Rothstein told the audience that school leaders need to stop apologizing for the achievement gap when they’re doing so much to improve it. He touched on a recent longitudinal analysis he authored that found while the most disadvantaged students in the country are improving on TIMSS, PISA and other benchmarking measures, disadvantaged students in places like Finland and Canada are actually doing worse on these measures over time.

He criticized those in the reform movement who believe that evidence of one school that succeeds in educating concentrated groups of disadvantaged students is evidence that it is possible everywhere.

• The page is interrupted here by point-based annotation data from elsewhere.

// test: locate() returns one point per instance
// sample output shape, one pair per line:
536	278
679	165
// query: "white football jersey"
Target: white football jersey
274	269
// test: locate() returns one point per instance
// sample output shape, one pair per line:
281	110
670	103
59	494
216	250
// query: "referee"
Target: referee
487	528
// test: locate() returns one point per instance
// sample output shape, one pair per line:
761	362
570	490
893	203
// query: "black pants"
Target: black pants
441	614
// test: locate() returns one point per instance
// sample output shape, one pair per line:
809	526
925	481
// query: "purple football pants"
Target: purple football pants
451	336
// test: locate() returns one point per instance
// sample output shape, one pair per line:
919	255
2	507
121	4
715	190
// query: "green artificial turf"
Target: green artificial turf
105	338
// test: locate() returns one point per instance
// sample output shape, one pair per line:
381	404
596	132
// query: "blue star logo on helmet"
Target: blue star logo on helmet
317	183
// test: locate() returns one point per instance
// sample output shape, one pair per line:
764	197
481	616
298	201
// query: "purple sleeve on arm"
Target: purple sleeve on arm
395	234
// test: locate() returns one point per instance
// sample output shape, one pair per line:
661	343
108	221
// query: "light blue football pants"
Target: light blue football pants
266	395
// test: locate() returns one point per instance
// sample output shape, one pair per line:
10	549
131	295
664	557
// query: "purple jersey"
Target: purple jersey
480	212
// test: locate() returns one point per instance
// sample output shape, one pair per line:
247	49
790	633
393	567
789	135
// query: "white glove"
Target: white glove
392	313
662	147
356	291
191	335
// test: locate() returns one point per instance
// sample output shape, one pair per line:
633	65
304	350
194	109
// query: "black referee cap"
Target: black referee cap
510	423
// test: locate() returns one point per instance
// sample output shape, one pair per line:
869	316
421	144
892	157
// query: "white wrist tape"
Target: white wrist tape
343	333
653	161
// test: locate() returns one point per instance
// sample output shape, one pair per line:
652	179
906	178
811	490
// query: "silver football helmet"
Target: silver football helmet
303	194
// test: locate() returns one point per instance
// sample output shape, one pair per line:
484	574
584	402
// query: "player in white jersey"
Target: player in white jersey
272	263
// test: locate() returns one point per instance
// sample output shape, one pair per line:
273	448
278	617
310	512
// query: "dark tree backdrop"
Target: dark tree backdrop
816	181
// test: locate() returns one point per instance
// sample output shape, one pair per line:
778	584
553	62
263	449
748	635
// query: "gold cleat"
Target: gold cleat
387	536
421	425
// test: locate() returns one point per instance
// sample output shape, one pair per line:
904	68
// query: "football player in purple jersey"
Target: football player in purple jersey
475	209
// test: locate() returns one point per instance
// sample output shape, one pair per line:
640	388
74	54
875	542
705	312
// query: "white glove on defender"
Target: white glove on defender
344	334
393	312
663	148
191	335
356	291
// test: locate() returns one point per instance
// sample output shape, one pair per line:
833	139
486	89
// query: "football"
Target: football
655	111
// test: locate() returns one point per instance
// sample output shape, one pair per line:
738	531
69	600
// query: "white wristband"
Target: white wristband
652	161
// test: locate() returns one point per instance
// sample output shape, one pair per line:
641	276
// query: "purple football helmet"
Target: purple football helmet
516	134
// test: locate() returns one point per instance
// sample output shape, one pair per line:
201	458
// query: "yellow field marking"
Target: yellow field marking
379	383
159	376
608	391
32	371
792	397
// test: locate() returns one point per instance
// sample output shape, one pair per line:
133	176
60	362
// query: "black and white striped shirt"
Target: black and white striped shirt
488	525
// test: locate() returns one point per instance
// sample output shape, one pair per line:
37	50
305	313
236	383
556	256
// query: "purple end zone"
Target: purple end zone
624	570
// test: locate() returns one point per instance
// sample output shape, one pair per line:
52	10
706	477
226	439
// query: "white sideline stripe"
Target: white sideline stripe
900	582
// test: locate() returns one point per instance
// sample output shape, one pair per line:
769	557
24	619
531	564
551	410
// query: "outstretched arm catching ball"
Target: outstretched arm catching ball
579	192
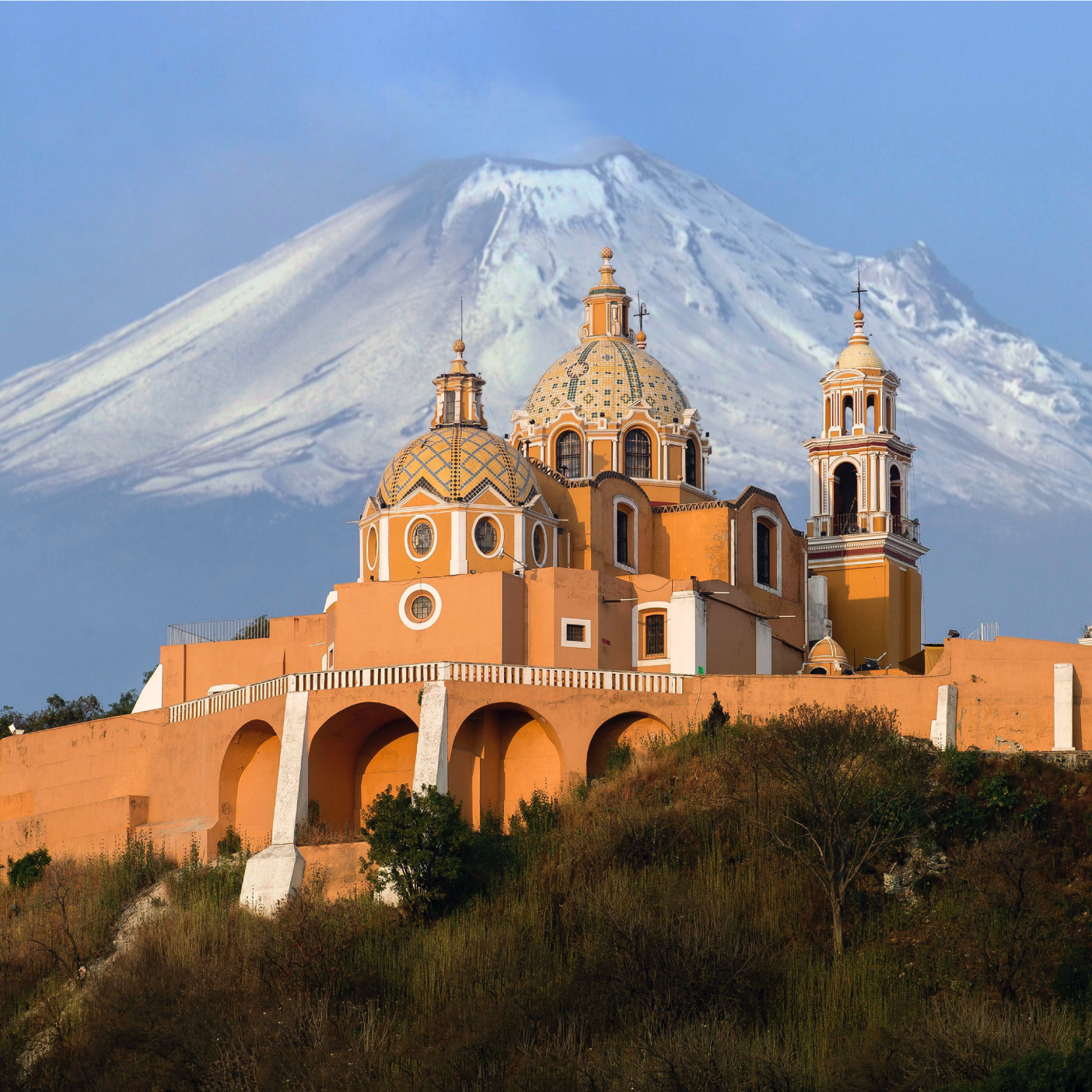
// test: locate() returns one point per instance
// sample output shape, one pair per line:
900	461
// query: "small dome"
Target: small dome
606	376
456	463
859	355
827	657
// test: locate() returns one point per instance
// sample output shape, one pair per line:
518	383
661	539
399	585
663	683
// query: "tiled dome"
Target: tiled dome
456	463
607	376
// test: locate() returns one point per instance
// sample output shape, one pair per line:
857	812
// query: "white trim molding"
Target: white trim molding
635	511
411	523
500	534
586	622
416	589
654	605
534	527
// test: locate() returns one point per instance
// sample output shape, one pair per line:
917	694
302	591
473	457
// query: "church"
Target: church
527	600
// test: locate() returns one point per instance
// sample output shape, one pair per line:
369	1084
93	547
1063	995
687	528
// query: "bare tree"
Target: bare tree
840	789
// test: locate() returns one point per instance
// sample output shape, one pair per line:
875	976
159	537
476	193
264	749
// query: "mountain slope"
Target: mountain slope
303	372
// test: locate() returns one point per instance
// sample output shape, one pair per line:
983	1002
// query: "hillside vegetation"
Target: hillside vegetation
806	905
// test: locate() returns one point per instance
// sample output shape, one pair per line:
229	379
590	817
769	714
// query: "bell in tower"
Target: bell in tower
863	538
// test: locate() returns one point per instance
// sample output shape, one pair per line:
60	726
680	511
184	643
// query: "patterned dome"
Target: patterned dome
456	463
606	376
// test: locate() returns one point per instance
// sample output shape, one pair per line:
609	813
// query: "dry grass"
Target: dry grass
654	940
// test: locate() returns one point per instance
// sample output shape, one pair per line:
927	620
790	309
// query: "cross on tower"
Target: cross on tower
859	291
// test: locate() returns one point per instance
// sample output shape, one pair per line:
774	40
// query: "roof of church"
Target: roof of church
859	354
456	463
606	376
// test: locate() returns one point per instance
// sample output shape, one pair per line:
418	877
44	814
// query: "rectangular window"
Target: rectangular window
621	532
764	554
654	635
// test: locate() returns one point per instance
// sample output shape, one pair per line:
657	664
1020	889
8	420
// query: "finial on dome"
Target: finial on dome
606	270
459	364
859	338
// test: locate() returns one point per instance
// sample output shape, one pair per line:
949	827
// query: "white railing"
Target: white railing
510	674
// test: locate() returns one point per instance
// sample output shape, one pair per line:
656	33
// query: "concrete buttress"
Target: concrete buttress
278	870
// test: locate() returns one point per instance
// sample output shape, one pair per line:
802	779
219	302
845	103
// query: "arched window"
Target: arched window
895	500
762	551
845	499
568	453
638	453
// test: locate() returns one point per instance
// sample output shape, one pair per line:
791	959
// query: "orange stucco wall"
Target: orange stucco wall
80	789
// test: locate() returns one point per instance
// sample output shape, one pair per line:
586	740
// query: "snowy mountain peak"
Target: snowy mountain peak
303	372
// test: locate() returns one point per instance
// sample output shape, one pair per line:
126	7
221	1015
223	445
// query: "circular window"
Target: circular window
373	546
421	538
486	537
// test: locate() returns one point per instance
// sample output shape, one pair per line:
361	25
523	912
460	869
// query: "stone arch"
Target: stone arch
502	754
248	786
635	729
354	756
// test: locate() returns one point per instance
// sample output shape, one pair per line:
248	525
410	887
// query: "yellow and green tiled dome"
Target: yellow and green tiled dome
606	376
456	463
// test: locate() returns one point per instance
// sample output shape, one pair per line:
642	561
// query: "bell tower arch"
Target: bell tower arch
863	537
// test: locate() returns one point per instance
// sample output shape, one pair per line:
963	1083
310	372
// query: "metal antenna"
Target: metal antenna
859	291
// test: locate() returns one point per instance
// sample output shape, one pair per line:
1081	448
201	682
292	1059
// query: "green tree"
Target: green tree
422	848
29	868
843	789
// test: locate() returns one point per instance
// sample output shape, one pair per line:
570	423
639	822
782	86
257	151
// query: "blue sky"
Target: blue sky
149	146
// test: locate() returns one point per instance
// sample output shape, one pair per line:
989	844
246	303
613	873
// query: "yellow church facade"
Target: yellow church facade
522	604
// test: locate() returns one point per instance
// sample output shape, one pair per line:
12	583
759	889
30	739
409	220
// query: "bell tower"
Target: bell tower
863	537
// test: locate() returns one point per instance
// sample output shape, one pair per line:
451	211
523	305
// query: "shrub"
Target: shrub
1042	1072
616	760
29	868
843	791
421	845
229	844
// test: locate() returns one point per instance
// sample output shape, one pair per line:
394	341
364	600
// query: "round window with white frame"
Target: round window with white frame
487	537
372	548
419	606
421	538
538	545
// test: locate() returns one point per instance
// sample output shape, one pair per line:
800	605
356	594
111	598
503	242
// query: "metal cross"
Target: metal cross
859	292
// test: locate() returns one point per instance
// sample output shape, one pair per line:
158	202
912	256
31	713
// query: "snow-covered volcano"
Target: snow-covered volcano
303	372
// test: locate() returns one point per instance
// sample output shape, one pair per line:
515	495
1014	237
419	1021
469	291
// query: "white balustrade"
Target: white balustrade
402	674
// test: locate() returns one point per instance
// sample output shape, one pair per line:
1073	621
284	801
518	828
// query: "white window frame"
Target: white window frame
412	592
614	533
651	605
500	534
586	622
535	527
372	557
551	439
775	520
411	523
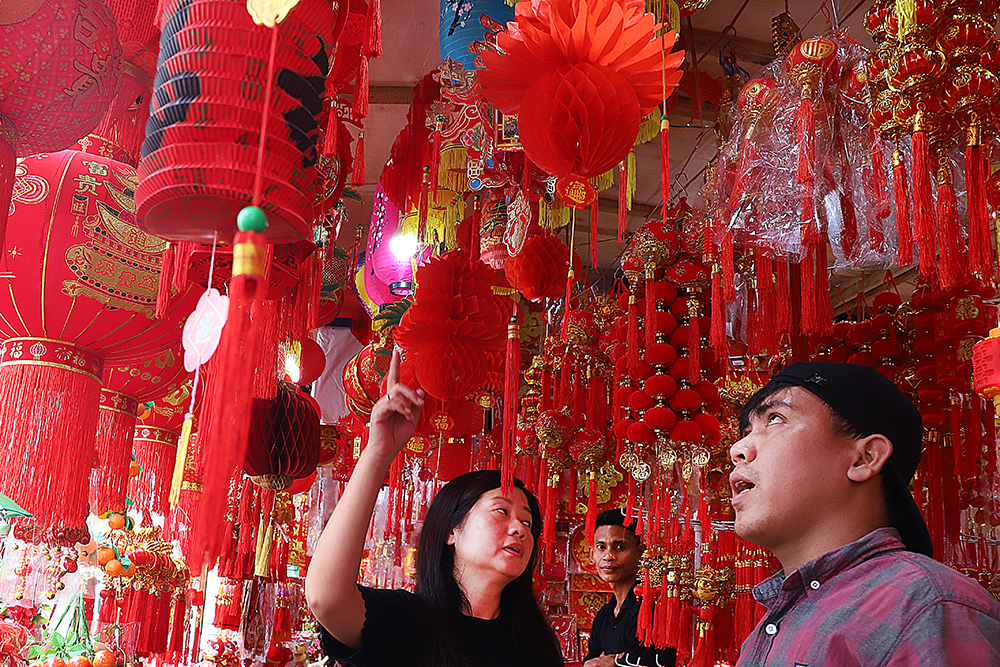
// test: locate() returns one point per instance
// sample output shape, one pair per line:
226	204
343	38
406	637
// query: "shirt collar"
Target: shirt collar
824	568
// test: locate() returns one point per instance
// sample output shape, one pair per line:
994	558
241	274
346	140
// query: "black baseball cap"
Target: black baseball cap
873	404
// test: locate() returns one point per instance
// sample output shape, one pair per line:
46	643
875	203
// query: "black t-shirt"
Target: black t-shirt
399	632
611	635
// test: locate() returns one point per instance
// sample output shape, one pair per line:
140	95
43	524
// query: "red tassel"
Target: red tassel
512	374
622	197
474	241
227	425
373	32
728	269
593	235
694	340
783	298
435	159
950	269
923	205
807	276
358	166
805	122
591	507
980	245
632	334
570	279
166	281
717	333
904	253
824	307
551	503
115	430
664	158
360	107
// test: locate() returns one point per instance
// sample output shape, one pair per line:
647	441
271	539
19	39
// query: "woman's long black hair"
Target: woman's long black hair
437	587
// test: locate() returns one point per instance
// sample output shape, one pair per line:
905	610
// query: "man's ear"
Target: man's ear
870	454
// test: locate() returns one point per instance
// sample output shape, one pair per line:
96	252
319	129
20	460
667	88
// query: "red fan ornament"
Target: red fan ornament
454	316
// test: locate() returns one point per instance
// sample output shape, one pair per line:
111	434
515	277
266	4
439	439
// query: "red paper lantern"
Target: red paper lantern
580	119
463	328
540	269
284	441
86	275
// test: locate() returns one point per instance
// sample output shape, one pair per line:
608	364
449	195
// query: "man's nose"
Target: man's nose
743	450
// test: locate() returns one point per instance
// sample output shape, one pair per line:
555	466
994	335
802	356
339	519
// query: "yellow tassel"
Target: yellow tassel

He slammed school reformers like Joel Klein, former chancellor of the New York City schools, who argue that if school leaders had higher expectations and higher-quality teachers, they could ensure every poor, hungry, mobile student was achieving in an equivalent manner to his stable, rich, healthy peer.

Rothstein concluded by insisting that if the United States ever hopes to make radical gains in eradicating the achievement gap, the answer is not in the school reform agenda, but in concrete changes to federal, state and local policy that force disadvantaged students to be integrated into middle-class or high-wealth school districts.

“When disadvantaged students are grouped together in schools, their challenges are compounded and build upon each other. … Unless we integrate disadvantaged students into middle class schools, we will never narrow the achievement gap beyond what we’ve done today,” Rothstein said.